# Was benutzten zum 3D Spieleprogrammieren ?



## Pommes9485 (23. Jun 2011)

Hallo,
mein Kumpel und ich arbeiten schon etwas länger mit Java und haben nun vor uns auf die SpieleProgrammierung einzulassen. Wir hatten gestern mit Java 3D angefangen, aber ich habe wo gelesen, es sei veraltet und man solle jetzt mit einer MonkeyEngine arbeiten(???)... Was meint ihr ? 
Was sollten wir am besten lernen ? Die Spiele später sollen erstmal was einfaches sein, zum ANfang hin erstmal zwei würfel welche sich abstoßen...

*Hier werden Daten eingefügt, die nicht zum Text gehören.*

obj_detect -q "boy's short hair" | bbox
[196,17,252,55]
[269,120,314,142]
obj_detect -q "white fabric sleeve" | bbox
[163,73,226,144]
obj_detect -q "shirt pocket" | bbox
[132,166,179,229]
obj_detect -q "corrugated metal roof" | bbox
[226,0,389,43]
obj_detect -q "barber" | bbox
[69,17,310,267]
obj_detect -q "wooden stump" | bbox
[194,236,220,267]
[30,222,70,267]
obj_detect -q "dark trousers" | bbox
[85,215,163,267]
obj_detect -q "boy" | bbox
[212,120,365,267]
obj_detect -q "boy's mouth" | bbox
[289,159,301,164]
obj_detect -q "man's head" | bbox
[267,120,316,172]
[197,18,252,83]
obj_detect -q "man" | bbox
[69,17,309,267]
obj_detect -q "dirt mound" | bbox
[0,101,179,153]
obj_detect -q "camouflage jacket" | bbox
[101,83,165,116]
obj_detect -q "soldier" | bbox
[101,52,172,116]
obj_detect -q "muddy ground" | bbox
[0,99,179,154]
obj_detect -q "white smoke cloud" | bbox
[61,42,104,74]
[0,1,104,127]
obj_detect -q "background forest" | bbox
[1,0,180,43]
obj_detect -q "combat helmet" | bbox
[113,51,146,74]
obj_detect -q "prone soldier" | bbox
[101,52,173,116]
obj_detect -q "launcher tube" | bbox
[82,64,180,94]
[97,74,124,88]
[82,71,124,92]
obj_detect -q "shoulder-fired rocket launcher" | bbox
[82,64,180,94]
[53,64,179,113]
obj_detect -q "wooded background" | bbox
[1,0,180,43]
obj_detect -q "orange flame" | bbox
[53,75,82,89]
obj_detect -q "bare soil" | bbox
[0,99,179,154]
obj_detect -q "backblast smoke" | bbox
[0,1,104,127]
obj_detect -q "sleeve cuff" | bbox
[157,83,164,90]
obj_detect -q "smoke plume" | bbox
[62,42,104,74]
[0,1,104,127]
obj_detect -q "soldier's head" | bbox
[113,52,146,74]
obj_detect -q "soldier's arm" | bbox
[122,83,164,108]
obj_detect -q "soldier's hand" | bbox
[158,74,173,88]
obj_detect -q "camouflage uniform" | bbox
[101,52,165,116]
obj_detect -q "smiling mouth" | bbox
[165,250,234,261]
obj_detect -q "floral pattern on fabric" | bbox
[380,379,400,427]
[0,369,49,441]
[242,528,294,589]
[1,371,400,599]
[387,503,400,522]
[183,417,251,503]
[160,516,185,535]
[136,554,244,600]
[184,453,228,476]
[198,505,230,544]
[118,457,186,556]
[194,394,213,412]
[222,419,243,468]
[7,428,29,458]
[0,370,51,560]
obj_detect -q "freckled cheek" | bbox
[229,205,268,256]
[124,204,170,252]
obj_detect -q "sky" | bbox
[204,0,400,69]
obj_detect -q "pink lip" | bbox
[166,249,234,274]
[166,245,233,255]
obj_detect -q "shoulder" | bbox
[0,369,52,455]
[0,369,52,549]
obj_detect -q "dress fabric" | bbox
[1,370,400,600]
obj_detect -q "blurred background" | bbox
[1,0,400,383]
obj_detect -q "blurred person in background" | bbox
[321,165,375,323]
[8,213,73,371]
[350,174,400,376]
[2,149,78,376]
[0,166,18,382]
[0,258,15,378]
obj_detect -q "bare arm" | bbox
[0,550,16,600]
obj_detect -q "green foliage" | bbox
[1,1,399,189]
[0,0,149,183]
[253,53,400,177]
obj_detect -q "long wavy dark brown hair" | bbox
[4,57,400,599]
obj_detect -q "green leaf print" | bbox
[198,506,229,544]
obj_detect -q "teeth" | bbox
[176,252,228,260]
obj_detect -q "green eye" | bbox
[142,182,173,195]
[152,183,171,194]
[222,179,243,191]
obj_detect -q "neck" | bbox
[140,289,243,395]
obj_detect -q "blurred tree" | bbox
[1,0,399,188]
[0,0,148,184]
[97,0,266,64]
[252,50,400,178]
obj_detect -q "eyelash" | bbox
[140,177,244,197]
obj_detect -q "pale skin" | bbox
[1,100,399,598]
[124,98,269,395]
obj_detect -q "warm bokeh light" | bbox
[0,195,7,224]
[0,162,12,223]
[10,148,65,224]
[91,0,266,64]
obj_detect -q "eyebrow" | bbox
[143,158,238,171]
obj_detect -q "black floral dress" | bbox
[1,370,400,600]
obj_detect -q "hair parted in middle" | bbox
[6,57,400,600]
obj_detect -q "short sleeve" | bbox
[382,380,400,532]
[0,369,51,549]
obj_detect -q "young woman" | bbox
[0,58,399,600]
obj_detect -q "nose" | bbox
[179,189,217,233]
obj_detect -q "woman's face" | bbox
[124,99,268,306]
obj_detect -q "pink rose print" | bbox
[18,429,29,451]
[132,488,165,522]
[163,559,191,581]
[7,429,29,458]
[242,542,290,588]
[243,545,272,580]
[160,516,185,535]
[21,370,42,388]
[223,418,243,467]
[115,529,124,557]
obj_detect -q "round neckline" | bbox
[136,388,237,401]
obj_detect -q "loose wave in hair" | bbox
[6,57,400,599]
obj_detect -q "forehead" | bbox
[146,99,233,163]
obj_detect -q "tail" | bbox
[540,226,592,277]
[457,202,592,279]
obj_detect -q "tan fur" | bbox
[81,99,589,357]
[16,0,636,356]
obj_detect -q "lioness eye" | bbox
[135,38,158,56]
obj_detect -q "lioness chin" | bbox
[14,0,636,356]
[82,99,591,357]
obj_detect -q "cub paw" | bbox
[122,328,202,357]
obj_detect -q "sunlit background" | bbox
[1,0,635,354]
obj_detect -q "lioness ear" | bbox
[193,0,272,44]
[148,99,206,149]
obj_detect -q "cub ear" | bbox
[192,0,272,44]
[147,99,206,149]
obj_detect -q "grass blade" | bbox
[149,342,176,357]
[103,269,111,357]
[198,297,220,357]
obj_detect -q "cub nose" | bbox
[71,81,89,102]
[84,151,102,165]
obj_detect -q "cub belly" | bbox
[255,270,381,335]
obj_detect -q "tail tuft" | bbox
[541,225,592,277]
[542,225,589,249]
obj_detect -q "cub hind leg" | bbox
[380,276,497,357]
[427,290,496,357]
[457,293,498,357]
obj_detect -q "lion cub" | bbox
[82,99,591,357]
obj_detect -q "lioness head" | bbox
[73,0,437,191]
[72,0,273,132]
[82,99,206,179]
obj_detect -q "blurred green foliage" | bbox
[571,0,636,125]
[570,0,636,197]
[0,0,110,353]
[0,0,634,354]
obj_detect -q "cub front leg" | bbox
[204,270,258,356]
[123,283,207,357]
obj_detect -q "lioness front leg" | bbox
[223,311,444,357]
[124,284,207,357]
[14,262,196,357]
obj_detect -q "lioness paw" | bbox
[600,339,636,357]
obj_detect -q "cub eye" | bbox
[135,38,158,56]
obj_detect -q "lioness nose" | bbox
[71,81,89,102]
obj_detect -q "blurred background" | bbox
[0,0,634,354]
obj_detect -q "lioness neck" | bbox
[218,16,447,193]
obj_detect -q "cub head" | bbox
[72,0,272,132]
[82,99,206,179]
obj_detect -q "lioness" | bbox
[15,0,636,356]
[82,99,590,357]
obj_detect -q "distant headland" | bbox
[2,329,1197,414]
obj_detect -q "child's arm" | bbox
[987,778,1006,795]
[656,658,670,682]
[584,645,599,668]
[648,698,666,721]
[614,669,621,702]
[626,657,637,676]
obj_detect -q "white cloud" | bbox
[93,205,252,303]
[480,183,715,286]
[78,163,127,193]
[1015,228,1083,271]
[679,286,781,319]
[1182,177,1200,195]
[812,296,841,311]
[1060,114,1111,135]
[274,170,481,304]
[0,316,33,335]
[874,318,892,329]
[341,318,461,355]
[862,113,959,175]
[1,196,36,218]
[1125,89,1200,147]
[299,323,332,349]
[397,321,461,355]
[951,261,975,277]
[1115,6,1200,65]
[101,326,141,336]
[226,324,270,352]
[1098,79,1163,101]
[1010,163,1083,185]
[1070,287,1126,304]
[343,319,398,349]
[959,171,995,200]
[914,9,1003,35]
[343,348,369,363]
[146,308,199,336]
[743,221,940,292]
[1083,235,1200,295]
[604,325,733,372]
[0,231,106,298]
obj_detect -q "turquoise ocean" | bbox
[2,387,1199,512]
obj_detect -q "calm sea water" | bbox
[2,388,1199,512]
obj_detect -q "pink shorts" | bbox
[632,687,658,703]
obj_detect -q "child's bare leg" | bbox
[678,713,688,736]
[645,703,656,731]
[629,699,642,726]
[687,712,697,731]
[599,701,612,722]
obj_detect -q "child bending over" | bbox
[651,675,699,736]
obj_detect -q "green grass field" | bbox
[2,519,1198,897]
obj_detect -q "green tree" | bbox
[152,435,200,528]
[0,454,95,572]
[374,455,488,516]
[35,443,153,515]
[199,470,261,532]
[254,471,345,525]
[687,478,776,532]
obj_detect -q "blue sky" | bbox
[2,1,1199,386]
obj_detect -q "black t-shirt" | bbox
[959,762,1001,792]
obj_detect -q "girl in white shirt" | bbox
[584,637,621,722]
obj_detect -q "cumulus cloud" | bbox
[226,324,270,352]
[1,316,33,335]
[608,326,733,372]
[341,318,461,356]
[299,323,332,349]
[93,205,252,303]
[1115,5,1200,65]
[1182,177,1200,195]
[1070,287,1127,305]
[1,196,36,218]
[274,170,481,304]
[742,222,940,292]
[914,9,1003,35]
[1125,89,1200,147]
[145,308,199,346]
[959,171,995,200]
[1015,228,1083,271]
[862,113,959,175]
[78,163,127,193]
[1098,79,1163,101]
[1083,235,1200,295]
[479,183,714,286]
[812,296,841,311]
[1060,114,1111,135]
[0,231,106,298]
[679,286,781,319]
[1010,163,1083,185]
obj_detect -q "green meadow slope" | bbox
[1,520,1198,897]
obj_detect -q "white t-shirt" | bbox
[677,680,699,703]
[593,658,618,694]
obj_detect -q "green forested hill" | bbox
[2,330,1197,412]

Was sagt ihr, was sollten wir lernen ?


----------



## Kr0e (23. Jun 2011)

jME3, Ardor3D, Espresso3D, jPCT, Slick(Aber 2D) oder vlt lieber mti reinem OpenGL ? -> JOGL, LWJGL


----------



## Pommes9485 (23. Jun 2011)

Eine _Liste_ mit APIs hätte ich auch wonder bekommen können^^

Aber welche würdest du denn davon empfehlen, welche hat am meisten Zukunft und welche ist am Effektifsten ?


----------



## Kr0e (23. Jun 2011)

Keine ist am Besten... Alle haben ihre Stärken/Schwächen... Mit jME3 kannste aber nix falsch machen


----------